Our initial foray into our corpus has produced a wealth of data; at this stage our next step is to organize and query this data, asking more specific questions about the relationship between subjects and actions. For example, we have hypothesized that instances of objects performing actions occur more often in certain genres, specifically the Gothic.Note: This hypothesis arose from both our own close reading of certain texts within our corpus and previous scholarship on the appearance and use of personification in the Gothic novel. For insight into the scholarly understanding of personification and the Gothic novel, please see the chapter on the Gothic novel in: Parrinder, P., Nash, A. and Wilson, N. (2015). New Directions in the History of the Novel. New York: St. Martin's. Over the coming months we intend to begin studying whether the actions associated with male, female, human, and non-human subjects are associated with specific genres.

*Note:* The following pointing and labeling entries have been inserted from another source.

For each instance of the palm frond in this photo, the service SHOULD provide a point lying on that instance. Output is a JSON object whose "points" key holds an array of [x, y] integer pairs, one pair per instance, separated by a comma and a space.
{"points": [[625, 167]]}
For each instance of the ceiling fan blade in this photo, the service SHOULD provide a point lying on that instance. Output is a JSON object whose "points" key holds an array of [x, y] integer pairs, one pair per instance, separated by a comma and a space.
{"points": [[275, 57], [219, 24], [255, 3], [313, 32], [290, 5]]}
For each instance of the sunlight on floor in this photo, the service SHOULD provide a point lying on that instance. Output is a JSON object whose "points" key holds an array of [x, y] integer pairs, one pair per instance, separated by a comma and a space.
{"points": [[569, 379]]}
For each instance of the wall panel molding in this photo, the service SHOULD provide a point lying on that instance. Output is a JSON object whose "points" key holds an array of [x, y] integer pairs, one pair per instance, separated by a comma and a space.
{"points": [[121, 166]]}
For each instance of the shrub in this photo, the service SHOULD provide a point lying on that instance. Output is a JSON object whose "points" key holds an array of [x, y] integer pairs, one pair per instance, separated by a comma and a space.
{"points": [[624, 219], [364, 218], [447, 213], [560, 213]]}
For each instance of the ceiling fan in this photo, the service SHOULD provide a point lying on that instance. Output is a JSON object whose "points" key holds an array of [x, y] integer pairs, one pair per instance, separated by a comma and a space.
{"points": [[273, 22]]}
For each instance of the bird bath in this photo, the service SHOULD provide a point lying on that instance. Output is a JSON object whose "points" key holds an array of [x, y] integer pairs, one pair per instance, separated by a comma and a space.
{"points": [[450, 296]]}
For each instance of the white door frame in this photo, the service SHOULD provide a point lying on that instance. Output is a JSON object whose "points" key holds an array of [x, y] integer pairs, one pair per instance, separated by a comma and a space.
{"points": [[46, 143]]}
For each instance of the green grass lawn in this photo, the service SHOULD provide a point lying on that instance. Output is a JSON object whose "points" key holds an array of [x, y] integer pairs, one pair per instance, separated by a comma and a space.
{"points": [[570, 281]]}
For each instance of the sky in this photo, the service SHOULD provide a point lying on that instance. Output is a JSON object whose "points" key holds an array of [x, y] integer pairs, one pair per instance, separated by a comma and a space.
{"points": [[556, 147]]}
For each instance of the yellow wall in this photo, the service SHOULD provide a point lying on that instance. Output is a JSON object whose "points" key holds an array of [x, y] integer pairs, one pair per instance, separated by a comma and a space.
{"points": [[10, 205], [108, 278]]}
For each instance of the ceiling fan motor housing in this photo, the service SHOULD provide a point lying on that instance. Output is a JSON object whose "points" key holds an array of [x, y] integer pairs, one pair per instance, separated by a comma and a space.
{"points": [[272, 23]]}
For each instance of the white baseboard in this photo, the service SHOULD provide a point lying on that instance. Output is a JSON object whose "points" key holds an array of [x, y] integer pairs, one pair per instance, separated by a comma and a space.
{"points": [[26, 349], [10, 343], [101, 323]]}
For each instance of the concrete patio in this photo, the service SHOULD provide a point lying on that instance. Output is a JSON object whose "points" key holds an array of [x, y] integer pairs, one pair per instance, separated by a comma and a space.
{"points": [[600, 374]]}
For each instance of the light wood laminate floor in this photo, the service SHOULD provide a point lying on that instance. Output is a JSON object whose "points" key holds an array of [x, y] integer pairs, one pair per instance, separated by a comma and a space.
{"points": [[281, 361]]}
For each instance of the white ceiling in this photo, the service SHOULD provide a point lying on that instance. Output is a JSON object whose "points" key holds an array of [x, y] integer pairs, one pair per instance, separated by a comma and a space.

This type of analysis is challenging, largely because of the difficulties associated with collecting accurate Genre data. Genres are not rigid categories and many works participate in multiple genres. In addition to exploring the effects of genre, we also intend to more thoroughly examine the types of non-human and human agency we are extracting. Man-made objects, objects found in nature, animals, and supernatural beings are just a few of the types of non-human agency we have observed. We would like to begin exploring and categorizing these differences in an attempt to better understand our data. Because the Stanford Dependency Parser allows us to look closely at syntactic relationships, we also intend to expand our research to encompass the objects of actions, essentially asking, who is doing what to whom. This question has important implications for studies of gender and character identity.